Re: Origins

Gil Hardwick (
Mon, 15 May 1995 07:30:23 GMT

In article <3oiqro$> (Phil Nicholls) writes:
> It is believed that blood groups A and B were absent from the
> aboriginal populations of North and South America. In South America
> and the southern part of North America the gene for A is found at
> a frequency of 0.05 of less while the gene for B is 0.05 or less
> throughout North and South America except for the coastal areas
> of Australia. By contrast, the frequency of the O allele in South
> America and the southern part of North America is between 0.95 and
> 1.0. There is an interesting pocket in Central West United States
> in which the frequency of A reaches 0.05-0.15 and I believe it may
> be attributed to a later movement from siberia.
> Source: Mourant, A.E. (1954) Distribution of Human Blood Groups

I am only a tad confused here, Phillip, about whether you are citing
a reference on blood groups, or a reference on genes for blood groups
in support of your position on human evolution.

Are you saying to us here that the researchers had actually gone out
into the field doing genetic research way back then during the late
1940s and early 1950s, more than likely much earlier given the number
of widely distributed study sites, and there had actually located the
genes for all these different blood groups?

I mean, back then in the early post-war years we didn't even know
about DNA, much less understand anything at all about gene sequences.

Nor did we have then the sophisticated field techniques and transport
systems today allowing those blood samples to be flown all the way
back from South America, or all the way from Australia, to arrive in
some passing reasonable condition to a genetics laboratory somewhere.

Even if the lab was in Melbourne, for the Australian study that still
leaves nearly 5,000 Km of desert to fly over using only the military
transport planes at that time available.

Or did the researchers simply carry out fairly basic procedures under
field conditions for blood groups ONLY, Mr Nichols, and then analyse
statistically in an entirely separate exercise what they had referred
to as "island type genetic isolates", LOOSELY DEFINED from *biology*
"as a population in which 50% or more matings occur within its
boundaries" (Birdsell, in Peterson 1976)?

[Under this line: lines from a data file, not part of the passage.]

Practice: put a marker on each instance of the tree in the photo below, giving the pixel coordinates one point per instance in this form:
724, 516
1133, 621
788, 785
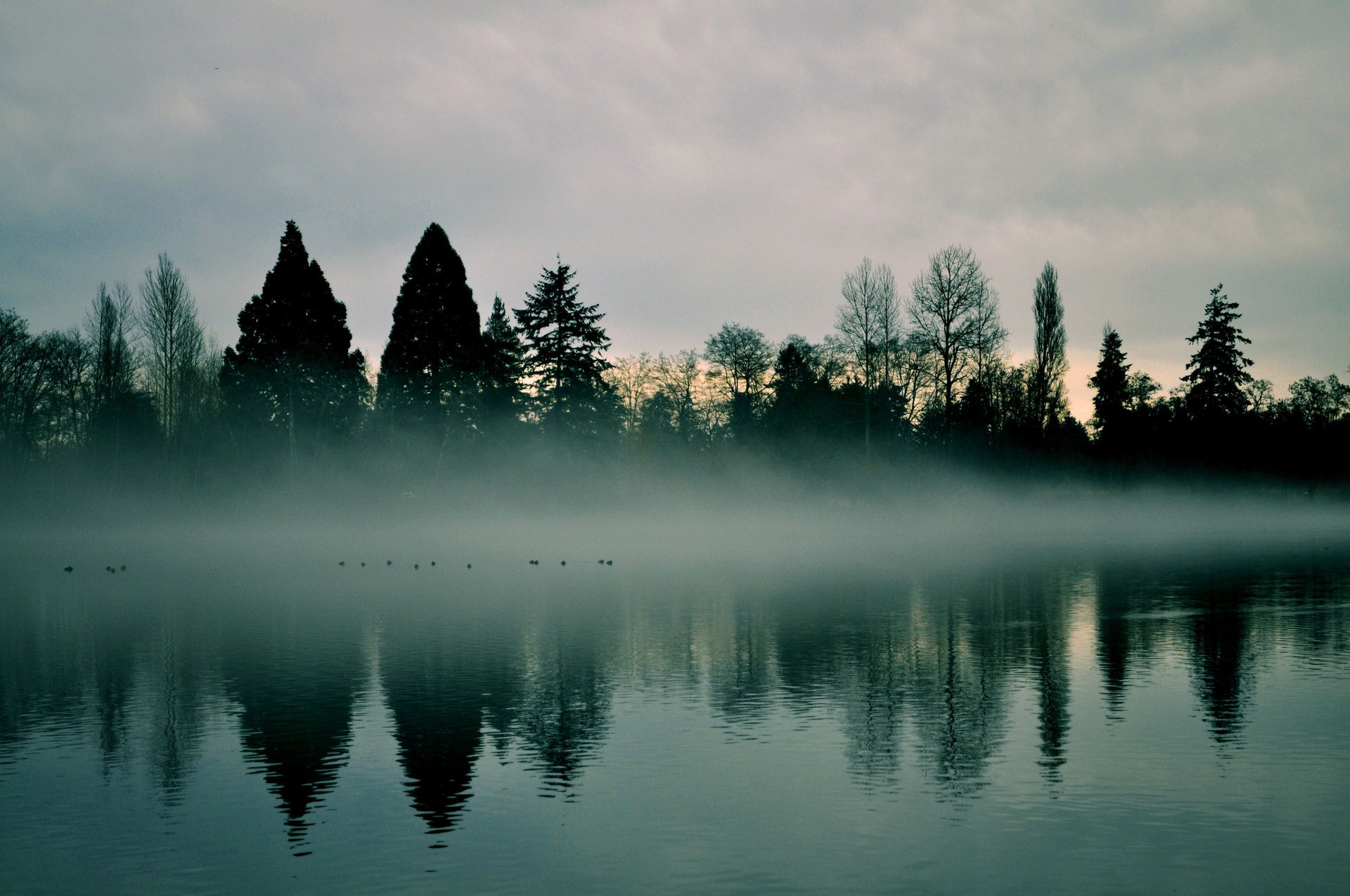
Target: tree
1112, 382
867, 323
1319, 403
293, 370
108, 325
681, 379
174, 342
1050, 359
740, 359
23, 388
504, 368
1218, 368
944, 300
428, 374
631, 375
563, 343
802, 394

While I myself knowing Aboriginal discretion on such matters wonder
how the hell they would know at all just who was "mating" with whom
away up there along the WA coast, it is only relevant to my friendly
(:-))) rejoinder here that you here now assume that because these
disparate populations are recorded thereby as having quite different
distributions of blood groups, the available evidence somehow offers
us sufficiently reliable information to state so clearly as you do
above that what we are looking at is the distribution of GENES for
those blood groups.

Let me tell you, Mr Nichols, that Norman Tindale carried out the work
here in Australia and had published his preliminary monograph on his
results as far back as 1940. His own American colleague Joe Birdsell
had resurrected the material during the 1970s specifically to refute
doubts expressed by the Australian anthropologist Ronald Berndt (UWA)
arising from his own subsequent field research as to their usefulness
in determining "tribal boundaries".

The research program had nothing to do with human origins or genes at
all, and proceeded in any event by deploying a statistical analyses of
ASSUMPTIONS as to which men and women only MAY HAVE BEEN having sex
with one another based on patterns of marriage from place to place.

Using such data to support an argument on human origins is simply NOT
VALID. It just doesn't hold water, if you get my drift . . .

REF: Nicolas Peterson 1976, Tribes and Boundaries in Australia.